Jubal tells Duke that, so long as he eats with the rest of them, he can stay on working there. Jubal explains that cannibalism is common in many Earth cultures, and that Mike meant his comment as an honor. Jubal encourages Duke to, if he stays, become Mike's water-brother—but warns that Duke should not take the water-sharing ceremony lightly.
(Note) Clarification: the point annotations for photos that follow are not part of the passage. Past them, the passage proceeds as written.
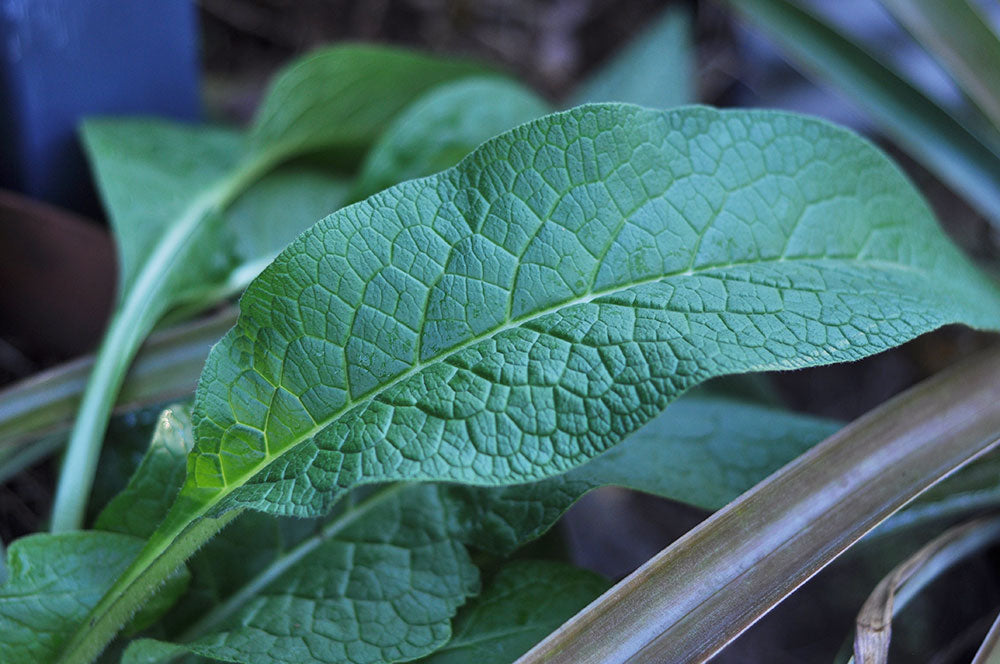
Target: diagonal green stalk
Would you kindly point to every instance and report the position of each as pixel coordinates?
(704, 590)
(899, 587)
(141, 307)
(989, 651)
(164, 553)
(166, 367)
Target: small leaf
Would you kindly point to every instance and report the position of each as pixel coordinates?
(377, 584)
(344, 97)
(655, 69)
(141, 506)
(705, 589)
(53, 582)
(893, 593)
(443, 126)
(524, 602)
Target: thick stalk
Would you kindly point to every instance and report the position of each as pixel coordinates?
(143, 304)
(165, 551)
(704, 590)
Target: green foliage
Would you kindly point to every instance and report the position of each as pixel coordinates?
(374, 558)
(464, 355)
(443, 126)
(524, 602)
(176, 241)
(55, 580)
(143, 503)
(655, 69)
(510, 318)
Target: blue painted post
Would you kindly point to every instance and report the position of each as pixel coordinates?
(62, 60)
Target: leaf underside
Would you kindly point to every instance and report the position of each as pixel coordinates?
(510, 318)
(384, 586)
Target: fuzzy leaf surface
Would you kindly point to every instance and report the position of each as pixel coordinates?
(53, 582)
(706, 451)
(524, 602)
(510, 318)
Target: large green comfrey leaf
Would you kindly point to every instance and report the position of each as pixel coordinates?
(734, 444)
(512, 317)
(169, 191)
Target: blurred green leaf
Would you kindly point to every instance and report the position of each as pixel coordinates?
(701, 592)
(928, 132)
(655, 69)
(443, 126)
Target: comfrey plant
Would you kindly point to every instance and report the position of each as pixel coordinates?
(429, 377)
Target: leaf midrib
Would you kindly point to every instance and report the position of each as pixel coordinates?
(590, 296)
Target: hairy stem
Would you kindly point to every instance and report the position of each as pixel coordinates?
(141, 307)
(163, 554)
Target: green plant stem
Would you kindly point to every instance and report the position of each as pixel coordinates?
(143, 304)
(899, 587)
(704, 590)
(163, 554)
(166, 367)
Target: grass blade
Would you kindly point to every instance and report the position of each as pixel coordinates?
(966, 45)
(704, 590)
(922, 127)
(167, 367)
(874, 623)
(989, 652)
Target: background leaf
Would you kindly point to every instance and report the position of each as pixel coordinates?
(928, 132)
(343, 97)
(655, 69)
(443, 126)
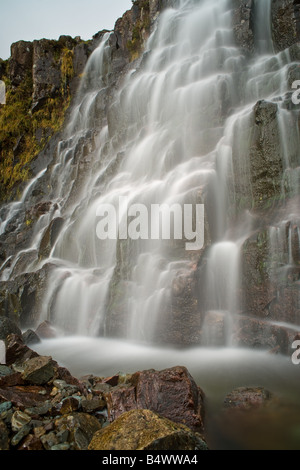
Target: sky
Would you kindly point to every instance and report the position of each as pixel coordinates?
(36, 19)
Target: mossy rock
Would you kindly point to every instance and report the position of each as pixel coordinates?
(145, 430)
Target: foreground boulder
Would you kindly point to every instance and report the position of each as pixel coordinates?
(145, 430)
(172, 393)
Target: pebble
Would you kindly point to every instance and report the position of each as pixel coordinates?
(5, 406)
(19, 419)
(24, 431)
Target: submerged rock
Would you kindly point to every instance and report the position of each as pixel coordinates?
(172, 393)
(248, 398)
(8, 327)
(145, 430)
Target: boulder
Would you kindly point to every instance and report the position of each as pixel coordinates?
(172, 393)
(285, 23)
(248, 398)
(17, 351)
(20, 63)
(145, 430)
(81, 427)
(4, 436)
(242, 25)
(39, 370)
(8, 327)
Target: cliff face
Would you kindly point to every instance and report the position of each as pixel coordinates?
(42, 84)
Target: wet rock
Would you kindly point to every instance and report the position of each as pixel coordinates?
(243, 26)
(81, 427)
(69, 405)
(5, 371)
(39, 370)
(46, 330)
(4, 436)
(23, 432)
(49, 440)
(258, 174)
(21, 298)
(50, 237)
(93, 405)
(30, 337)
(247, 398)
(19, 419)
(8, 327)
(215, 329)
(17, 351)
(254, 333)
(145, 430)
(160, 392)
(285, 23)
(20, 63)
(31, 443)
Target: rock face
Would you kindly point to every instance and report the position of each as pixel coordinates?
(43, 407)
(21, 61)
(243, 25)
(145, 430)
(172, 393)
(47, 75)
(285, 22)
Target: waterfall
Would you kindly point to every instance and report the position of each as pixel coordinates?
(177, 133)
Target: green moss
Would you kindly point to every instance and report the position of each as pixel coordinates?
(142, 27)
(19, 126)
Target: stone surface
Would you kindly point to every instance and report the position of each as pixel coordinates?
(145, 430)
(17, 351)
(242, 25)
(285, 22)
(172, 393)
(4, 439)
(8, 327)
(39, 370)
(81, 427)
(247, 398)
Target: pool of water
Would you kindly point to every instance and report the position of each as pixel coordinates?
(216, 371)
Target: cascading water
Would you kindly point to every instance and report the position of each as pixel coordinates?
(177, 132)
(181, 129)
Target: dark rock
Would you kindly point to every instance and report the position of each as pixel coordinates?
(243, 25)
(247, 398)
(23, 432)
(20, 63)
(50, 237)
(46, 70)
(19, 419)
(17, 351)
(93, 405)
(10, 380)
(46, 330)
(69, 405)
(21, 298)
(145, 430)
(30, 337)
(160, 392)
(22, 396)
(81, 427)
(215, 329)
(4, 436)
(39, 370)
(8, 327)
(261, 182)
(31, 443)
(254, 333)
(5, 371)
(285, 23)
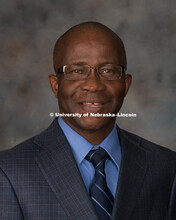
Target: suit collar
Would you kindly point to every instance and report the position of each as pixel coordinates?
(61, 172)
(131, 176)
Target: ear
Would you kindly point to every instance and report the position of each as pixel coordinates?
(128, 80)
(53, 80)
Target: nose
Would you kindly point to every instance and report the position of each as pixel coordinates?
(93, 83)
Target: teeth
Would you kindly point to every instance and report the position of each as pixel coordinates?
(92, 103)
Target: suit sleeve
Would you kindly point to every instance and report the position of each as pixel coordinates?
(172, 205)
(9, 205)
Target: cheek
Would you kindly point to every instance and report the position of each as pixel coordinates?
(118, 94)
(66, 92)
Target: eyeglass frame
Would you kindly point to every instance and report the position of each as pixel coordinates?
(62, 70)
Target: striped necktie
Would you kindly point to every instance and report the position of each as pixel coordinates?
(99, 192)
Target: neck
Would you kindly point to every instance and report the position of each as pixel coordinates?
(93, 136)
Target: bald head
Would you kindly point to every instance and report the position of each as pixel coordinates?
(87, 32)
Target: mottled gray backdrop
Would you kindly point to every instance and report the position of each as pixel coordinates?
(28, 31)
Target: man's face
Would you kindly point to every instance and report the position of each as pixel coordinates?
(95, 94)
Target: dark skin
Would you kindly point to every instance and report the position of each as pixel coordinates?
(91, 44)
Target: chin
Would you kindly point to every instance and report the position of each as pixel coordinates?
(93, 123)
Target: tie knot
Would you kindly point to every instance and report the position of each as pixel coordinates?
(97, 157)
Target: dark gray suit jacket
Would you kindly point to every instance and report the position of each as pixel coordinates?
(39, 180)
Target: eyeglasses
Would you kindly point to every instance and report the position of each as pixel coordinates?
(82, 71)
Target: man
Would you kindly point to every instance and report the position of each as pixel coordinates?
(88, 168)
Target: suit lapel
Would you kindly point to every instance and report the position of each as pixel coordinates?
(62, 174)
(131, 176)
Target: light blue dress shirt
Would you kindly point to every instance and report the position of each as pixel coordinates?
(80, 148)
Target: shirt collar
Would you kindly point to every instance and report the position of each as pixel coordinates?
(80, 146)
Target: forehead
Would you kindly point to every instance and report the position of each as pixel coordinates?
(92, 46)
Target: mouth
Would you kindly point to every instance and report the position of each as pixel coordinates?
(91, 106)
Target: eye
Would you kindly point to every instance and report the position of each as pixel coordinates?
(107, 71)
(80, 71)
(76, 69)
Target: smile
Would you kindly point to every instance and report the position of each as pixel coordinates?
(91, 106)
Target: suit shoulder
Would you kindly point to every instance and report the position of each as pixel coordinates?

These two chapters, like most of Part Two, focus on Jubal Harshaw. His arguments with Jill and Duke are primarily a platform for him to expound on his libertarian beliefs. In both of these arguments, as in many exchanges with Jubal, the conversational partner does not produce counterpoints so much as they play devil's advocate for the conventional wisdom that Jubal proceeds to demolish. He is such a clever lecturer—a skill presumably honed by his years of law practice—that his companions hang on his every word. Jubal's speeches tend to concern the responsibility of the individual to make his or her own decisions and choose his or her own destiny. Jubal understands the necessity of organizations like government and the church, but he believes them to be inherently and irrevocably corrupt. His introduction into the narrative also represents a major shift in the pacing of the novel, from the adventure story suspense of Part One to the more philosophical, languid didacticism of Part Two. The gears of conspiracy are still turning, but they are no longer the focus of the narrative.
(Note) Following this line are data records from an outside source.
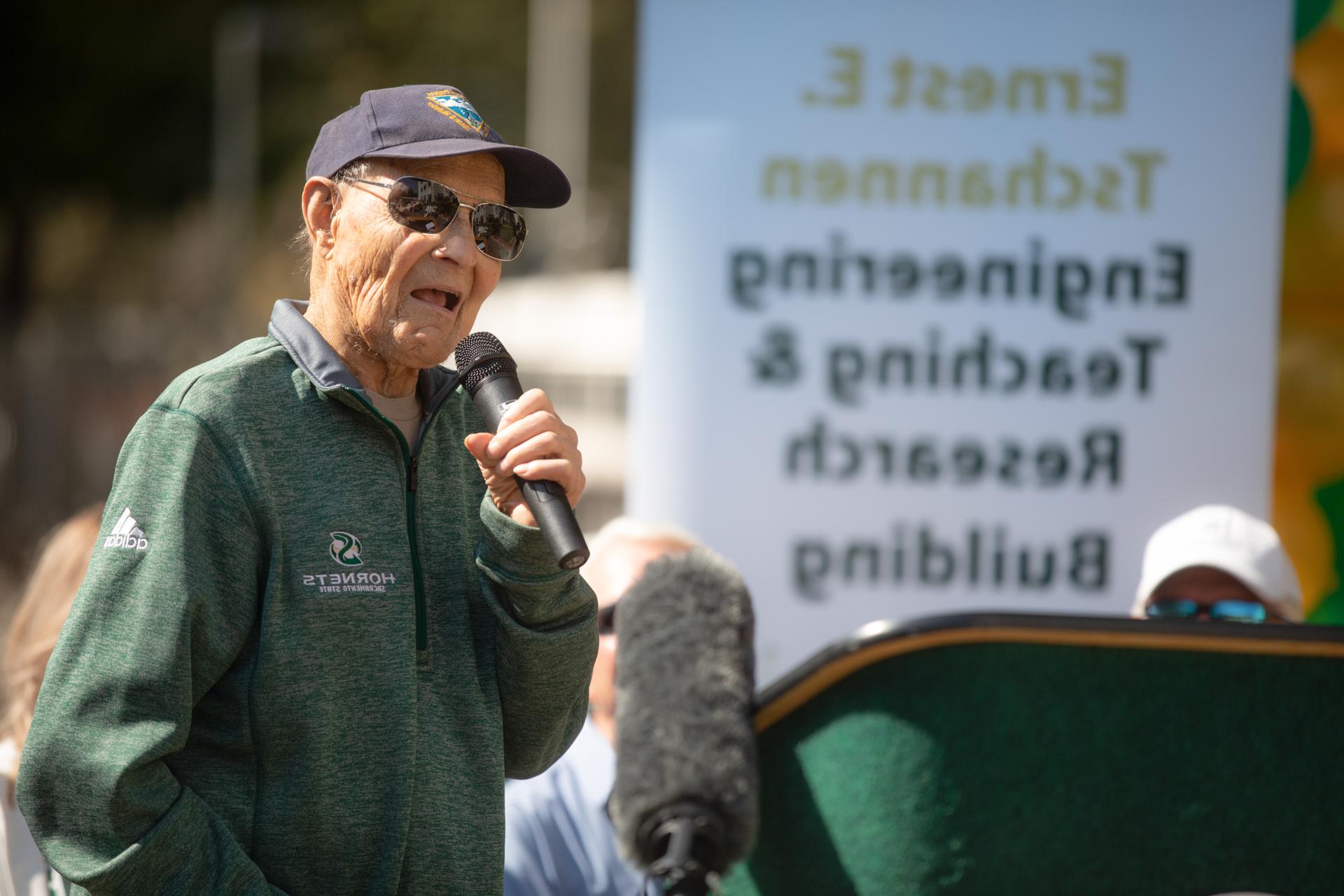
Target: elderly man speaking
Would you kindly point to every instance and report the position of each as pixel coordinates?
(319, 629)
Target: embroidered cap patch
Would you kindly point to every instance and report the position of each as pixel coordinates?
(454, 105)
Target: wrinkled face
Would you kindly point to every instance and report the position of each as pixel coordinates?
(610, 575)
(412, 298)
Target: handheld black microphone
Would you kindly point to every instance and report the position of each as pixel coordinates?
(489, 377)
(685, 802)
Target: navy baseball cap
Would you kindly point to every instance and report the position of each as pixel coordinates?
(432, 121)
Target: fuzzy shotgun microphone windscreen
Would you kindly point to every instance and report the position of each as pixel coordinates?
(686, 673)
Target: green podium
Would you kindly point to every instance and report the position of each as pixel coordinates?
(1028, 754)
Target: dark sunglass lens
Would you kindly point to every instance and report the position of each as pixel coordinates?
(422, 204)
(1238, 612)
(1172, 610)
(499, 232)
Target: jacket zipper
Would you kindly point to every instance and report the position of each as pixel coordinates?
(412, 484)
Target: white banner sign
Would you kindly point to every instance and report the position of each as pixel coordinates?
(948, 305)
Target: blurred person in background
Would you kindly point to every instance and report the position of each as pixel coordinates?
(1219, 564)
(558, 839)
(320, 628)
(33, 634)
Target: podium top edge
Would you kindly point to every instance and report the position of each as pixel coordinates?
(881, 640)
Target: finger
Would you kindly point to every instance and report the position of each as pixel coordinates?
(565, 473)
(530, 428)
(528, 402)
(477, 445)
(540, 447)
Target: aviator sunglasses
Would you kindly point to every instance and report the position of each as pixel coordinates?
(428, 207)
(1219, 610)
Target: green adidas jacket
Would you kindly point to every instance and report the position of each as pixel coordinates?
(304, 660)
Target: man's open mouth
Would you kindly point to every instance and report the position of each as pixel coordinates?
(444, 298)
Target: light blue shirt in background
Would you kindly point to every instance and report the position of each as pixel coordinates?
(558, 839)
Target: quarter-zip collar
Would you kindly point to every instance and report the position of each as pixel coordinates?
(324, 367)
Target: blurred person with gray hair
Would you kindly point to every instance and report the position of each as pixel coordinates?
(558, 837)
(320, 628)
(36, 622)
(1218, 564)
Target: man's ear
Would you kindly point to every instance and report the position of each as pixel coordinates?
(319, 210)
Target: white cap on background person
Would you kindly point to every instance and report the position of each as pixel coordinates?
(1230, 540)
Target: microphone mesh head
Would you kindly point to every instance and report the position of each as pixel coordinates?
(479, 346)
(685, 681)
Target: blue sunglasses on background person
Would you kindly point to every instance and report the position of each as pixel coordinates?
(1218, 612)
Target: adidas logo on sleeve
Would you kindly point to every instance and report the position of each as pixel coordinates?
(127, 533)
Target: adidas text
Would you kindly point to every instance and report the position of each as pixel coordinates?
(127, 542)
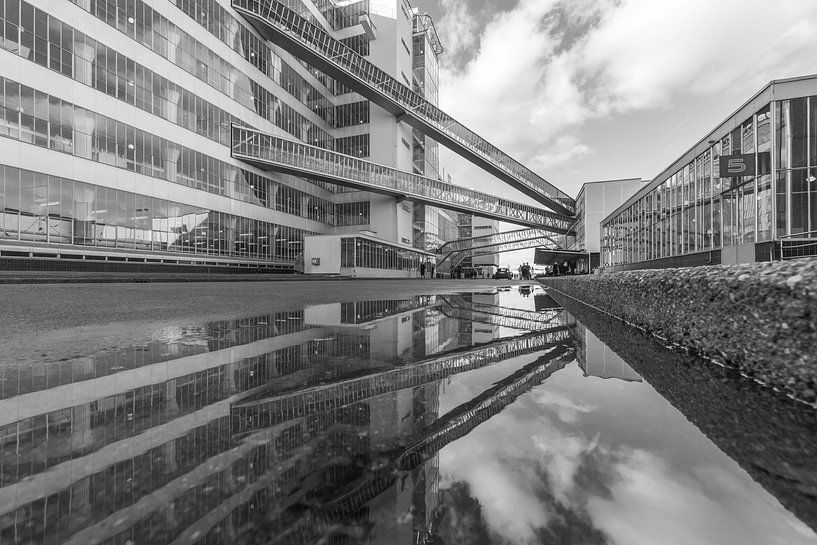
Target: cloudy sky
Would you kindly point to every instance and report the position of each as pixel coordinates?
(601, 461)
(583, 90)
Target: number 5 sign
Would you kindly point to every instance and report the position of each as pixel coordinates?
(737, 165)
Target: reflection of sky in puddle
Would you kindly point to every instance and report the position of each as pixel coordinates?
(588, 452)
(605, 460)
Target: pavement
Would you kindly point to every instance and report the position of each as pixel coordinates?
(51, 321)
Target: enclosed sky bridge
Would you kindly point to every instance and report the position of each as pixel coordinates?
(314, 45)
(290, 157)
(496, 243)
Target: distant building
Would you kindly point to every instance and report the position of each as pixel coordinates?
(582, 246)
(745, 192)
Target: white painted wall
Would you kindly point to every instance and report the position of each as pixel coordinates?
(325, 248)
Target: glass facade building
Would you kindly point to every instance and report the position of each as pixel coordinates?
(115, 121)
(690, 215)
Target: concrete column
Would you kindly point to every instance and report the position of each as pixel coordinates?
(174, 38)
(170, 399)
(81, 434)
(171, 161)
(83, 228)
(83, 62)
(83, 125)
(169, 453)
(172, 106)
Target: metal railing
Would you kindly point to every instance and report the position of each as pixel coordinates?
(456, 251)
(798, 245)
(530, 316)
(292, 32)
(296, 158)
(494, 239)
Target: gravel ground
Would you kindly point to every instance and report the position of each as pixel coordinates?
(772, 437)
(759, 318)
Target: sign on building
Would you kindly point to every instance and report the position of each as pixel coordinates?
(737, 165)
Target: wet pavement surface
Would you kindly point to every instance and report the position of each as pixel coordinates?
(379, 413)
A prime example of Jubal's support of rugged individualism is the argument he has with Duke. As most members of Western society would be, Duke is unnerved by Mike's cannibalism. Though Jubal is not himself inclined or attracted to cannibalism, he refuses to judge Mike for it—the moral code that deems cannibalism to be wrong, Jubal understands, is an arbitrary societal construct. Duke is offended by Mike but not frightened of him and he has a notion of Mike as an innocent savage who has never been taught proper morals. Interestingly, even though this view would seem to be favorable toward Mike, Jubal argues against it—Jubal's point is that Duke's reduction of Mike to a noble innocent is just as inaccurate and useless as his reduction of him to an amoral flesh-eater. The cornerstone of Jubal's philosophy is that each man and woman is first and foremost a complex individual, and that any attempt to lump people together in groups is inevitably a dangerous oversimplification.

Mike's inability to understand the concept of fiction represents a major stumbling block that he will have to overcome in his journey to understand or to "grok"—his fellow humans. Fiction is, by definition, untruth, and the notion of willfully misleading another person and the notion that that person would agree and consent to being misled, is unthinkable to Mike, not because he finds it morally reprehensible but because he has no context to comprehend it. Martians have no use for fiction, so therefore Mike has never encountered it. He has no more ability to learn it than Jubal or Jill would have to easily learn his powers of making objects disappear. Although Mike may have lived his life as a Martian, he is in fact a human being born of Earthling parents, and he is theoretically capable of learning anything about Earth culture, just as Earthlings are capable of learning his powers. Without understanding the concept of fiction, Mike is necessarily oblivious to the tremendous amount of lying inherent to any Earth society. As Heinlein has implied in previous chapters, lies, deceit, and hypocrisy are widespread and ingrained in Earth's most powerful institutions.